A Girl’s Guide to Decorating

Cover image of A Girl's Guide to Decorating by Abigail Ahern

A Girl’s Guide to Decorating
By Abigail Ahern · Reviewed by Katy McRae

Abigail Ahern is a British interior designer, stylist and owner of one of London’s leading interiors stores. And now she’s added author to her list of achievements with A Girl’s Guide to Decorating.

As you would expect from a woman with such a reputation for style, this is one good-looking book. Beautiful photography is matched with clean, clever layout to create 190 or so pages of eye-candy. Even if you didn’t read a single word, the pictures alone would give you a good half hour of inspiration. And the paper stock is classy – I like that in a book.

Luckily Abigail can also write…which is a huge relief because there’s nothing more disappointing than a book that’s all fluff and no substance. Her mantra, if you will, is that “style has absolutely nothing to do with money” and she sets about proving her case in what is effectively a decorating how-to, packed with hints, tips and tricks of the trade.

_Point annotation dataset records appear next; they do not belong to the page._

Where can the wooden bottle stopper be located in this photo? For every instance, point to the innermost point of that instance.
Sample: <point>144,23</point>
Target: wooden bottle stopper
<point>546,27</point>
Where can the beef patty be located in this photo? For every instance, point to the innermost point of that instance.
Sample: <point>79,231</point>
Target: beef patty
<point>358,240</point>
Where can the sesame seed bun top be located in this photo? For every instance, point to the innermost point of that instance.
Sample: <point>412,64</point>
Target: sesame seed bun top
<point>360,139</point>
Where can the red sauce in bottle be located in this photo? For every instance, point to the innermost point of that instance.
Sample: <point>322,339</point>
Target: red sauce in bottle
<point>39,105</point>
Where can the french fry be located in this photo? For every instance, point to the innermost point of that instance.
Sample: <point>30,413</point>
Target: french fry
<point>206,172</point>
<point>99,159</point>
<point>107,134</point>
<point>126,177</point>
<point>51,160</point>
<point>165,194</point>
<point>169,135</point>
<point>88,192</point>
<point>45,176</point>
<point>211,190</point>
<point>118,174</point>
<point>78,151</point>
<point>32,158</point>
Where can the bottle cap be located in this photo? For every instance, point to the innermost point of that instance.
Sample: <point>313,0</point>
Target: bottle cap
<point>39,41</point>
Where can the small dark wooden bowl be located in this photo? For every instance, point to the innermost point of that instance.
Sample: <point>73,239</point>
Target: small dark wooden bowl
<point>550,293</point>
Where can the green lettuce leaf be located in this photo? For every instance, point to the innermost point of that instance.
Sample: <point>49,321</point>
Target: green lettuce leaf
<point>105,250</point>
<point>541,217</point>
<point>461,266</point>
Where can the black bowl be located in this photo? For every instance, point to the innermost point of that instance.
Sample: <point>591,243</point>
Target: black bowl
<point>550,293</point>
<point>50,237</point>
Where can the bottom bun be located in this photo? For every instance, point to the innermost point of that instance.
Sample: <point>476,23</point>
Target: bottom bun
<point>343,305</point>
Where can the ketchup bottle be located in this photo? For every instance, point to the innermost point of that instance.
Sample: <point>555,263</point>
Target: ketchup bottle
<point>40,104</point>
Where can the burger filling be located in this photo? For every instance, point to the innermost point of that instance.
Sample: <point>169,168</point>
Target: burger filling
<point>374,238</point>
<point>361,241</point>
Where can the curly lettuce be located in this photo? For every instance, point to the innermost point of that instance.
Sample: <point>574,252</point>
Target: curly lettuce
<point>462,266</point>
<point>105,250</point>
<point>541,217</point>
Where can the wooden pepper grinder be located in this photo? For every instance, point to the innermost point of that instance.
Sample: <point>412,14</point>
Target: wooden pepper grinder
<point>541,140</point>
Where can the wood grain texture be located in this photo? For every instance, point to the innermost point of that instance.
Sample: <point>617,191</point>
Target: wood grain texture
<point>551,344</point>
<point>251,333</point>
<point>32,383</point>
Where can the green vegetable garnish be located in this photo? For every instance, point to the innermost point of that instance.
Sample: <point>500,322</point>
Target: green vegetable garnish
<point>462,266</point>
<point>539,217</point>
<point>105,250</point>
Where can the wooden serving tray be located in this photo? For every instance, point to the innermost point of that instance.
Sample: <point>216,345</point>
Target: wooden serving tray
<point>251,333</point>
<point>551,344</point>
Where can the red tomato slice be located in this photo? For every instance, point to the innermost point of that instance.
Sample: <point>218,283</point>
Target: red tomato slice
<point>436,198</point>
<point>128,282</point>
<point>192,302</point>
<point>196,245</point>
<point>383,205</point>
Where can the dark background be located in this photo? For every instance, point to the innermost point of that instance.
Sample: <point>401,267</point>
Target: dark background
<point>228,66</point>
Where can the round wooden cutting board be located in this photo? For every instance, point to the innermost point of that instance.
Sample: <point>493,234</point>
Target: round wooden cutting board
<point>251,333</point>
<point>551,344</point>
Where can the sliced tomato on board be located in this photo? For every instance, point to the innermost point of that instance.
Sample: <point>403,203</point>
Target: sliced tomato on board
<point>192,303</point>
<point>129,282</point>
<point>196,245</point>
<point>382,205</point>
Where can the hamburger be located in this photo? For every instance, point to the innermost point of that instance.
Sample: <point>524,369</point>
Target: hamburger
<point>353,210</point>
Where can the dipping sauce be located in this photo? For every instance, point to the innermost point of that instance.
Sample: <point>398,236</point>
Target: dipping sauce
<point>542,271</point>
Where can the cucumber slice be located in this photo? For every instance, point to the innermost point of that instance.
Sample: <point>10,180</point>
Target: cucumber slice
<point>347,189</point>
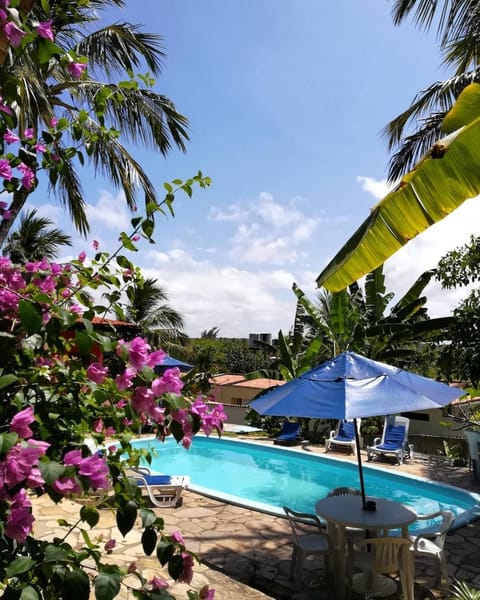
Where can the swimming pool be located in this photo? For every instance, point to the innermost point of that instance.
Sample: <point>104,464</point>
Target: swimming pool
<point>267,478</point>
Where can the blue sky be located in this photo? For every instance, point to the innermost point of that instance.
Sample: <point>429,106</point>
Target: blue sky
<point>286,100</point>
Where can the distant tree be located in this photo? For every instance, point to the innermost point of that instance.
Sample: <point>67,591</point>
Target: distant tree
<point>34,239</point>
<point>460,359</point>
<point>148,307</point>
<point>210,333</point>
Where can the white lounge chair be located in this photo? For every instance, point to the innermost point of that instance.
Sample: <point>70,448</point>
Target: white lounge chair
<point>394,440</point>
<point>163,490</point>
<point>344,435</point>
<point>430,540</point>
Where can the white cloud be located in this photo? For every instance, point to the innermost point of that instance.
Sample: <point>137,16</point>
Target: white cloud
<point>378,188</point>
<point>234,212</point>
<point>237,301</point>
<point>110,211</point>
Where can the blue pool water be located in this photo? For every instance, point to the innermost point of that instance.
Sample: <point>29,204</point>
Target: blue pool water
<point>267,478</point>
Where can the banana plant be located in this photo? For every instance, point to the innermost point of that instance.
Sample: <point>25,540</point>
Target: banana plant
<point>447,176</point>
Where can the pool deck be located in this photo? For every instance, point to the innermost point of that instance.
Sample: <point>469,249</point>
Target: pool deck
<point>246,554</point>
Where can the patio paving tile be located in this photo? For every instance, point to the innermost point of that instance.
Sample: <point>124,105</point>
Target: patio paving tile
<point>246,554</point>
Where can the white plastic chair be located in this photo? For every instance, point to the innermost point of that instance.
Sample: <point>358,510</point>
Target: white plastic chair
<point>344,435</point>
<point>383,556</point>
<point>309,538</point>
<point>430,540</point>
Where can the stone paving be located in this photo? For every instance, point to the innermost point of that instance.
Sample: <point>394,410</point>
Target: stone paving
<point>246,554</point>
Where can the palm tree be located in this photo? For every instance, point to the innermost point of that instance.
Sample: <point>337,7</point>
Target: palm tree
<point>143,116</point>
<point>458,28</point>
<point>35,239</point>
<point>148,307</point>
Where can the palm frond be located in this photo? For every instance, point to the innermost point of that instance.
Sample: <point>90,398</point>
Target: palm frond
<point>122,47</point>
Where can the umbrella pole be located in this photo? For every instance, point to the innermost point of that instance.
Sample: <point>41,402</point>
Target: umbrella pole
<point>359,458</point>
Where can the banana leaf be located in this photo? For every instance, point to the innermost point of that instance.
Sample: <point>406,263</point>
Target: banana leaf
<point>447,176</point>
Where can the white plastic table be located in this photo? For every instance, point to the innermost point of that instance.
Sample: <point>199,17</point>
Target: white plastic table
<point>346,511</point>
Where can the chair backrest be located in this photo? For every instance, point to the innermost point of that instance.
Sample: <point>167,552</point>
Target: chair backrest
<point>344,491</point>
<point>395,430</point>
<point>473,441</point>
<point>390,553</point>
<point>346,429</point>
<point>302,523</point>
<point>438,530</point>
<point>290,428</point>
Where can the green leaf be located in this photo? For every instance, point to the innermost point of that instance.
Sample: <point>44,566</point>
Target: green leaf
<point>30,316</point>
<point>149,540</point>
<point>126,517</point>
<point>165,551</point>
<point>107,584</point>
<point>7,441</point>
<point>18,566</point>
<point>50,470</point>
<point>29,593</point>
<point>90,515</point>
<point>439,183</point>
<point>76,585</point>
<point>6,380</point>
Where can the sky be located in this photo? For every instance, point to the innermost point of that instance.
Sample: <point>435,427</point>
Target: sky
<point>286,101</point>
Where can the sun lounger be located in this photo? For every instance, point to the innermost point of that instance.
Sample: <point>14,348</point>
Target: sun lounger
<point>163,490</point>
<point>393,441</point>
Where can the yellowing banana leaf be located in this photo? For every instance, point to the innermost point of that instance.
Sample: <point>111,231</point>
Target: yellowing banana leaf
<point>440,183</point>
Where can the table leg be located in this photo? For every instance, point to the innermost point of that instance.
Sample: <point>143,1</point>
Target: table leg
<point>337,535</point>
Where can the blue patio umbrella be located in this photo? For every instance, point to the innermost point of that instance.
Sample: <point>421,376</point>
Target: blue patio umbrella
<point>351,386</point>
<point>169,363</point>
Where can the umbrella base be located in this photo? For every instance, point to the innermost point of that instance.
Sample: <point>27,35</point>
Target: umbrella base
<point>382,586</point>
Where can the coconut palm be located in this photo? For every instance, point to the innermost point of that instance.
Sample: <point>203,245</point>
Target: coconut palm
<point>34,239</point>
<point>458,28</point>
<point>144,117</point>
<point>148,307</point>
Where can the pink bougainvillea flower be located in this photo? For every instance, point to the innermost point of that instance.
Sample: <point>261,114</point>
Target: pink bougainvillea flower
<point>96,372</point>
<point>14,34</point>
<point>45,30</point>
<point>177,537</point>
<point>5,108</point>
<point>158,583</point>
<point>206,593</point>
<point>5,169</point>
<point>98,426</point>
<point>76,69</point>
<point>28,176</point>
<point>21,421</point>
<point>10,137</point>
<point>109,546</point>
<point>125,379</point>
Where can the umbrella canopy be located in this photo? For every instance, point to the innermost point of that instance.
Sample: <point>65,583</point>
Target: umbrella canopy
<point>351,386</point>
<point>169,363</point>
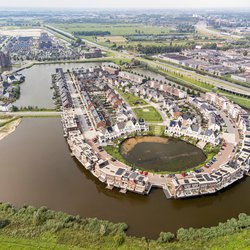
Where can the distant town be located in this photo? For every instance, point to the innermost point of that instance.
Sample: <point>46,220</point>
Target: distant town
<point>135,121</point>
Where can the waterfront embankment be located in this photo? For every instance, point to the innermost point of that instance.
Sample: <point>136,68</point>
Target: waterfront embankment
<point>9,127</point>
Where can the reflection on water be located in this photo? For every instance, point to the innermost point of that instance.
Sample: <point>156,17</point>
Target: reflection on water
<point>35,91</point>
<point>36,168</point>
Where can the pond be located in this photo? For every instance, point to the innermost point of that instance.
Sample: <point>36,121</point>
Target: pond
<point>36,90</point>
<point>36,169</point>
<point>161,153</point>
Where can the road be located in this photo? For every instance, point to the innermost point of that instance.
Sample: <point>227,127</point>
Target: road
<point>211,80</point>
<point>34,113</point>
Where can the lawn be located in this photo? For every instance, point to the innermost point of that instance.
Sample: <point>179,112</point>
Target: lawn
<point>132,100</point>
<point>112,39</point>
<point>243,102</point>
<point>149,114</point>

Abigail has divided the book up into the basics of interior design – glamour, colour, texture and light – prefaced by a chapter on planning your space and ending with a chapter on ‘practical stuff’ (tools you’ll need and techniques to master). She covers everything from painting floorboards to hanging wallpaper, but specialises in ‘entry-level’ DIY which gives you the biggest bang for your buck. It’s all about giving things a lick of paint, arranging collections in clever ways, swapping the handles on your furniture (“one of the easiest ways to change the look of your furniture”) and making the most of your space rather than bashing down walls or ripping out your kitchen.

Double page spread from A Girl's Guide to Decorating – Abigail Ahern

Double page spread from A Girl's Guide to Decorating – Abigail Ahern

She also has nifty sections within each chapter where she goes into all the different options and what they’re best suited for – wall and floor surfaces, styles of curtains, shelving, options for cabinets, different types of wallpaper and so on. This woman knows her coving from her cornicing and now, thanks to her, I do too.

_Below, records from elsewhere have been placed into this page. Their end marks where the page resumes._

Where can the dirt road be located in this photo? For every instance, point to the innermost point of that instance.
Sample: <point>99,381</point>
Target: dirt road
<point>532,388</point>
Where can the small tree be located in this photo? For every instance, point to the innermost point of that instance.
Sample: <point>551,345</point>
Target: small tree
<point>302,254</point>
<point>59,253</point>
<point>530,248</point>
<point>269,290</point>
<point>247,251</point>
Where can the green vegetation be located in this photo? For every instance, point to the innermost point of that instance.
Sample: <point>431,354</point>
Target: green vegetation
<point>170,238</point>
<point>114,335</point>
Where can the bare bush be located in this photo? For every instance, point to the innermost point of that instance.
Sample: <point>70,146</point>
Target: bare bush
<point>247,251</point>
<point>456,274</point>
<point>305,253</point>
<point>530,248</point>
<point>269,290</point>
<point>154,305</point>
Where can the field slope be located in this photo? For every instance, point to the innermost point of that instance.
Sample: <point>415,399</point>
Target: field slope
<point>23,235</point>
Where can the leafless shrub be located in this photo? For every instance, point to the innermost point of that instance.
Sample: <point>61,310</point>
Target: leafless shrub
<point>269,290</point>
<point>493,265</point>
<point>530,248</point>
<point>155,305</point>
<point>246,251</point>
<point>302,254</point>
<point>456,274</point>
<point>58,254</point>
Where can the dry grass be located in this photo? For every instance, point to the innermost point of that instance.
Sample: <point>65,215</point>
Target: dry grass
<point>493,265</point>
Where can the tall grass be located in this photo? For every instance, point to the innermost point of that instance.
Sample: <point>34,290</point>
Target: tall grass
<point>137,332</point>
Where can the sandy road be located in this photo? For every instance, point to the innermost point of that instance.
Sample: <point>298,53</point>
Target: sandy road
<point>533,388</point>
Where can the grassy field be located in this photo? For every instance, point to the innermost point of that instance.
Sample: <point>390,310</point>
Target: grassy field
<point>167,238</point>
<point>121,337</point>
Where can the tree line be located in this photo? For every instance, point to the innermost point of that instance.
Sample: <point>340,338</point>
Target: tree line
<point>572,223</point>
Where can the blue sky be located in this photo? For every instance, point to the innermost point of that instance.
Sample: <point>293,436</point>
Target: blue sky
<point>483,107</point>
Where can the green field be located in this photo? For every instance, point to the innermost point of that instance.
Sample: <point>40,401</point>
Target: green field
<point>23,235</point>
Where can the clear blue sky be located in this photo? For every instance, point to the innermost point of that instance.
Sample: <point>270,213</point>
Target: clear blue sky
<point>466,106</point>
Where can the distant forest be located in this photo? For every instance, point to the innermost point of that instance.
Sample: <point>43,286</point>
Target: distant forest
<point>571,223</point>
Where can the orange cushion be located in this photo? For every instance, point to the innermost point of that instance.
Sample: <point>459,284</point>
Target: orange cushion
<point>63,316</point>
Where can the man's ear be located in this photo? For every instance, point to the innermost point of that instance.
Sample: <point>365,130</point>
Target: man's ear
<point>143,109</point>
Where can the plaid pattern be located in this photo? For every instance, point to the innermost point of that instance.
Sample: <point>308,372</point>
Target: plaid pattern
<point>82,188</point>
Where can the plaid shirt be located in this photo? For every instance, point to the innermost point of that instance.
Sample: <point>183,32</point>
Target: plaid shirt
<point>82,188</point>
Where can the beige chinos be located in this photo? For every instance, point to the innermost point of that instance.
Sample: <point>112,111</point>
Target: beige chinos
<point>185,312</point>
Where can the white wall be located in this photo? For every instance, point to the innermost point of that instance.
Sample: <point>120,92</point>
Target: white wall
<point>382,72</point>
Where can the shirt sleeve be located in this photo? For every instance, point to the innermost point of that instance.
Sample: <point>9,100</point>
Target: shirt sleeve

My only slight criticism would be that she does, at times, have a tendency to state the blindingly obvious. Case in point: “displaying personal treasures…gives a home a heart and soul.” Or my personal favourite, “paint is a great way to spruce up walls without blowing the budget”. But I can forgive her the occasional banal comment for all the good advice she then goes on to give.

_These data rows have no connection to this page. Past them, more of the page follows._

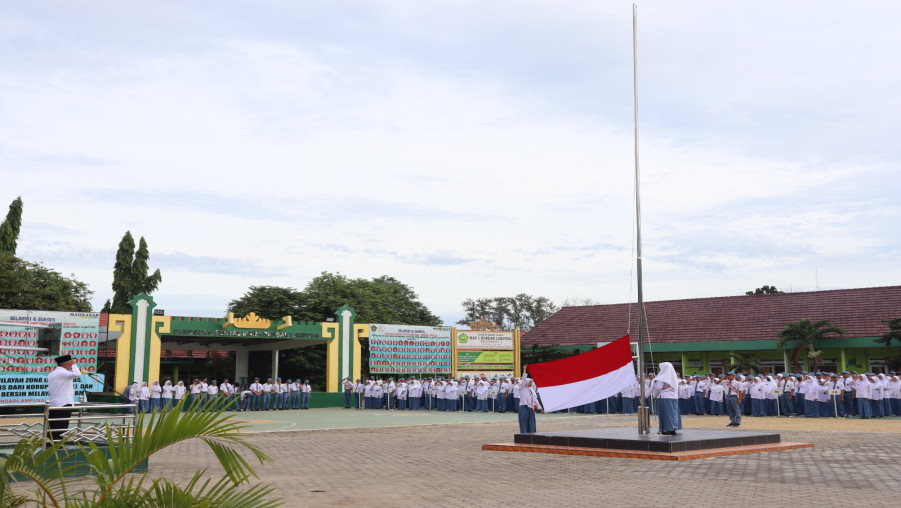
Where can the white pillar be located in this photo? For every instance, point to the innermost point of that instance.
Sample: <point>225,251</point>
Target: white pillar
<point>274,364</point>
<point>241,365</point>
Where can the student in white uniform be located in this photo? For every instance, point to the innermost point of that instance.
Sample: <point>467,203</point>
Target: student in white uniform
<point>180,393</point>
<point>664,388</point>
<point>166,396</point>
<point>256,388</point>
<point>528,404</point>
<point>156,392</point>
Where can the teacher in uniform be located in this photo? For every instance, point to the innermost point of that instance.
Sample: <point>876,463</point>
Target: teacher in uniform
<point>62,394</point>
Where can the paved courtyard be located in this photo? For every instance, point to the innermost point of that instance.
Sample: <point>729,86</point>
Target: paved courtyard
<point>348,458</point>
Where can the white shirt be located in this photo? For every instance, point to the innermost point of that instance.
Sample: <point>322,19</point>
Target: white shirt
<point>59,382</point>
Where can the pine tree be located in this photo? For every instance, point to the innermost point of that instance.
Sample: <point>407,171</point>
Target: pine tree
<point>130,275</point>
<point>9,229</point>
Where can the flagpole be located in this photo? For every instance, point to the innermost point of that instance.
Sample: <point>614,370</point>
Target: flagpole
<point>644,420</point>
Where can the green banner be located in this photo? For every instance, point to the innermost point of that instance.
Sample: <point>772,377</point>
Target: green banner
<point>485,360</point>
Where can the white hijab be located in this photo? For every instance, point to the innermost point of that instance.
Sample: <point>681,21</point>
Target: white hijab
<point>668,374</point>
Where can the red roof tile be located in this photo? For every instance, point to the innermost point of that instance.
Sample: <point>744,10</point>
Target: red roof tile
<point>727,318</point>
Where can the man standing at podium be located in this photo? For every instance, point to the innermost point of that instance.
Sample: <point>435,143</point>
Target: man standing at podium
<point>62,394</point>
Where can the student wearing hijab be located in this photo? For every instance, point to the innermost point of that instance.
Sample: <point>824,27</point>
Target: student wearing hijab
<point>665,389</point>
<point>156,391</point>
<point>144,397</point>
<point>180,391</point>
<point>131,396</point>
<point>166,396</point>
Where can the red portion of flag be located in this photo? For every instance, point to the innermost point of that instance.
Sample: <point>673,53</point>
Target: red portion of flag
<point>592,364</point>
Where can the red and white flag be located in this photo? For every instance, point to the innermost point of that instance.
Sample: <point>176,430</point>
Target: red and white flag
<point>584,378</point>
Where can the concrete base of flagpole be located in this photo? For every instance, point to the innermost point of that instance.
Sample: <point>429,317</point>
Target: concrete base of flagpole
<point>644,420</point>
<point>623,442</point>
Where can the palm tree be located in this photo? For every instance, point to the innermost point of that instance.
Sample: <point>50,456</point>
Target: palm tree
<point>807,334</point>
<point>114,482</point>
<point>747,364</point>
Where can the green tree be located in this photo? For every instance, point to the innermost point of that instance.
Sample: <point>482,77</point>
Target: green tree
<point>114,485</point>
<point>25,285</point>
<point>538,354</point>
<point>9,228</point>
<point>131,274</point>
<point>888,338</point>
<point>379,300</point>
<point>805,334</point>
<point>744,363</point>
<point>522,312</point>
<point>765,290</point>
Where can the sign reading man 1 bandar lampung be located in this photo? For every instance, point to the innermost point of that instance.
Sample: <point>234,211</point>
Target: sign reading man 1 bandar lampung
<point>409,349</point>
<point>485,351</point>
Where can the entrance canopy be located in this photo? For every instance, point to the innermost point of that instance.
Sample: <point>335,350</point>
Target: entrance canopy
<point>144,337</point>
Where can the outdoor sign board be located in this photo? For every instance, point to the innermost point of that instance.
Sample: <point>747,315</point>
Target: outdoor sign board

As with all of these sorts of things, the closer you are in taste to the author, the more you’re going to get out of the book. DesignSponge describes Abigail Ahern’s style as mixing “eclectic elements while having fun, but not going overboard – very modern, but still so liveable.” If that sounds like your cup of tea, then this is a book for you.

Katy McRae likes formica tables, sharp scissors, fabric (especially felt), strong-smelling solvents and words. She also likes to make stuff. She’s not a fan of the colours peppermint and royal blue.